= Education in Montserrat =

Education in Montserrat is compulsory for children between the ages of 5 and 14, and free up to the age of 17. The Government of Montserrat developed an Education in the Country Policy Plan for 1998–2002 in conjunction with the United Kingdom. Under this plan, the government is supporting initiatives in the areas of curriculum development, student assessment and evaluation, professional development for teachers, post-secondary education expansion, and educational infrastructure and information technology.

The educational system is similar to that of England. In 1990 all primary school-aged residents were enrolled in school.

==History==

Methodists created two schools, one each in Plymouth and Cavalla Hill. The Sturges family founded the Olveston School.

Despite its small population of about 5,000 residents, Montserrat is home to three offshore medical schools.

==Schools==
Government daycares include Lookout Daycare, St. John's Daycare, and Salem Daycare. Government nurseries include Brades Nursery, Lookout Nursery, and Salem Nursery. Aunt Madge Child Care, a private institution, has nursery and daycare services. Lookout Nursery opened in 2001, Lookout Daycare opened in 2002, and Salem Nursery opened in 2005. St. John's Nursery closed in 2001.

There are two government primary schools with Kindergarten and grades 1-6:
- Brades Primary School (Brades)
  - The Methodist Church built the school in 1966. Further additions and renovation were done by the Montserrat government.

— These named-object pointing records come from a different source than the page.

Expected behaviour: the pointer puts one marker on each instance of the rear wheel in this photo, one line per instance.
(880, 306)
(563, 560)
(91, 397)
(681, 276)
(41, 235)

In 2009 the school was overpopulated; it had 151 students that year.
- Lookout Primary School (Lookout)
  - It was established after the 1997 Soufrière Hills volcanic eruption, beginning as a secondary institution in 1997. In 2001 it was converted into a primary institution. There are three buildings, with Building 1 at the highest-most point. In 2009 it had 174 students.

There are two private primary schools with Kindergarten and grades 1-6:
- St. Augustine Catholic Primary School (Brades)
- Lighthouse Primary School
- Samuel Academy (opened 2005)

There is also a Special Needs Unit primary school which opened in 2003.

The only secondary school (pre-16 years of age) on the island is the Montserrat Secondary School (MSS), a government-operated school in Salem. Montserrat Community College (MCC) is a community college (post-16 and tertiary) in Salem. MCC took over sixth-form college from MSS upon its opening in 2004.

The University of the West Indies maintains its Montserrat Open Campus. The University of Science, Arts and Technology in Olveston, a private tertiary institution, was established in 2003 and is accredited by Montserrat's Ministry of Education.

===Pre-1997===

In the pre-1997 era, Montserrat had state, private, and church schools. In 1989 the island had two day care centres. Its 12 nursery schools had 460 students in 1988. Its 12 primary schools had 1,403 students in 1988.
- Kinsdale Primary School (KPS)
  - It served as a hurricane shelter.
- Plymouth Primary School
- Salem Primary School

Prior to 1928 residents had to go outside Montserrat to get secondary schooling. In 1928, the first secondary institution, Montserrat Boys Grammar School, a government boys-only school, opened. In 1932 a private girls-only secondary school opened. They merged into MSS in 1938.

In the pre-1997 era, Plymouth Junior Secondary School, Salem Junior Secondary School, and the MSS junior section had lower secondary education while MSS senior section had upper secondary education. They were branches of one secondary institution, and together had 1,043 students in 1988.

There was also a technical college, Montserrat Technical College (MTC), with 72 students in 1988.